In questa dinamica si inserisce il lavoro di Libera e Addiopizzo che cercano di portare in città una lotta alla mafia partecipata, un’antimafia sociale che non si limiti al contrasto della criminalità organizzata ma che veicoli dei valori e delle scelte che si discostino totalmente dalla mentalità mafiosa. È questo il caso della campagna di “reclutamento” di commercianti pizzo-free: creare una rete di commercianti che si oppongono al pagamento del pizzo ai quali dare supporto morale e giuridico.
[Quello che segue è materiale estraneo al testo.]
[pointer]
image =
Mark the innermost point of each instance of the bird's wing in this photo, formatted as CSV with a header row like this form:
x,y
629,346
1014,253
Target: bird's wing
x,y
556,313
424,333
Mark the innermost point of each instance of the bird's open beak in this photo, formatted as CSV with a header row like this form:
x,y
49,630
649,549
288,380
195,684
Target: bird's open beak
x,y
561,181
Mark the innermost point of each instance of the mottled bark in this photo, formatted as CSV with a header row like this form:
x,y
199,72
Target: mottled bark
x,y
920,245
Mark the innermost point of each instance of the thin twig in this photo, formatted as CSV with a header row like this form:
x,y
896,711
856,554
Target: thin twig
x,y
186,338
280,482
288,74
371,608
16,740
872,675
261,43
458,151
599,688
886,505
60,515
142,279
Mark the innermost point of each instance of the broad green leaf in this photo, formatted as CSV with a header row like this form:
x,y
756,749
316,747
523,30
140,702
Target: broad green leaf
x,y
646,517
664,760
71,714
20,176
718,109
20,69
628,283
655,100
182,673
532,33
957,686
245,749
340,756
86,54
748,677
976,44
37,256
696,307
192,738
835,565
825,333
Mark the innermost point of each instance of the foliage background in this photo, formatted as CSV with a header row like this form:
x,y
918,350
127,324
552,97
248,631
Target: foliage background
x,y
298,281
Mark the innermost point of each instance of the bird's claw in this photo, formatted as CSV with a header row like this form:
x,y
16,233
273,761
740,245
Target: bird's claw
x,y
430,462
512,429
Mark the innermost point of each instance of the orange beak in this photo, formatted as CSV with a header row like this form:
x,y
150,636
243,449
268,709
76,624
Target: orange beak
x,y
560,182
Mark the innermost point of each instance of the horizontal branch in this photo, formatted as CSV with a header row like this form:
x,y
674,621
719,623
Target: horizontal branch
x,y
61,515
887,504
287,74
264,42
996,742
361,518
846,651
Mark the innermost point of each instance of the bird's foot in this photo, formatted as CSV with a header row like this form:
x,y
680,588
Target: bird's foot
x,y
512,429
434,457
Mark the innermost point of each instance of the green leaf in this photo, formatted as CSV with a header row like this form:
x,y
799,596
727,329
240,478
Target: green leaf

Creare quindi un’alternativa pulita e funzionante rispetto a quella mafiosa.
Per portare concretamente il nostro contributo abbiamo creato dei volantini da distribuire ai commercianti e ai consumatori per sponsorizzare il consumo critico, ovvero l’acquisto di prodotti da negozi che decidono di non pagare il pizzo. Un’altra testimonianza di antimafia sociale ci è stata portata da Angelo Cavallaro, dirigente scolastico dell’IC Catalfamo e Salvatore Rizzo di Ecosmed, che ci hanno raccontato come stanno cercando di cambiare la città iniziando da progetti nelle scuole e, a livello urbanistico, con l’assegnazione di case a famiglie in situazioni precarie con il progetto Capacity. Un altro esempio pratico che abbiamo toccato con mano è stato quello di Gigliopoli, un’associazione che organizza campi estivi per bambini e progetti di accoglienza, una realtà unica che fa dell’inclusione e della legalità il suo punto focale, con il presidente dell’associazione, Vincenzo Scaffidi, abbiamo ragionato di consumo etico e critico, autoproduzione, educazione e inclusione, tanti temi che si collocano perfettamente all’interno di questa visione.
Uno dei pilastri di Libera è quello della memoria: una memoria viva e costante, delle storie e dei volti che possano essere d’ispirazione e d’esempio. Sono stati due i momenti dedicati a questo durante il campo: il primo in ricordo di Giorgio Ambrosoli, avvocato milanese di cui ricorreva il quarantesimo anniversario dalla morte proprio in quei giorni, il secondo è stato il racconto della storia di Domenico Nicolò Pandolfo, primario neurochirurgo agli ospedali riuniti di Reggio Calabria, barbaramente ucciso il 20 marzo 1993, la sua unica colpa: quella di non essere riuscito a salvare la figlia del boss Cosimo Cordì colpita da tumore al cervello. A moltiplicare l’emozione del momento è stato il fatto che questa storia ci sia stata raccontata da Marco Pandolfo, figlio di Domenico, che durante la settimana avevamo conosciuto solo come cuoco e compagno di viaggio e che ci ha regalato la storia di un padre per bene.
Estate Liberi significa tutto questo e tanto altro: significa convivere con persone da tutte le parti d’Italia, con storie e percorsi diversi che convergono in una settimana di impegno, di studio, di riscatto. Significa trovare un’alternativa alla visione distorta della realtà che le mafie ci impongono, significa vedere il bello dove è complicato vederlo, significa scavare in profondità. Un viaggio non soltanto fisico ma anche interiore.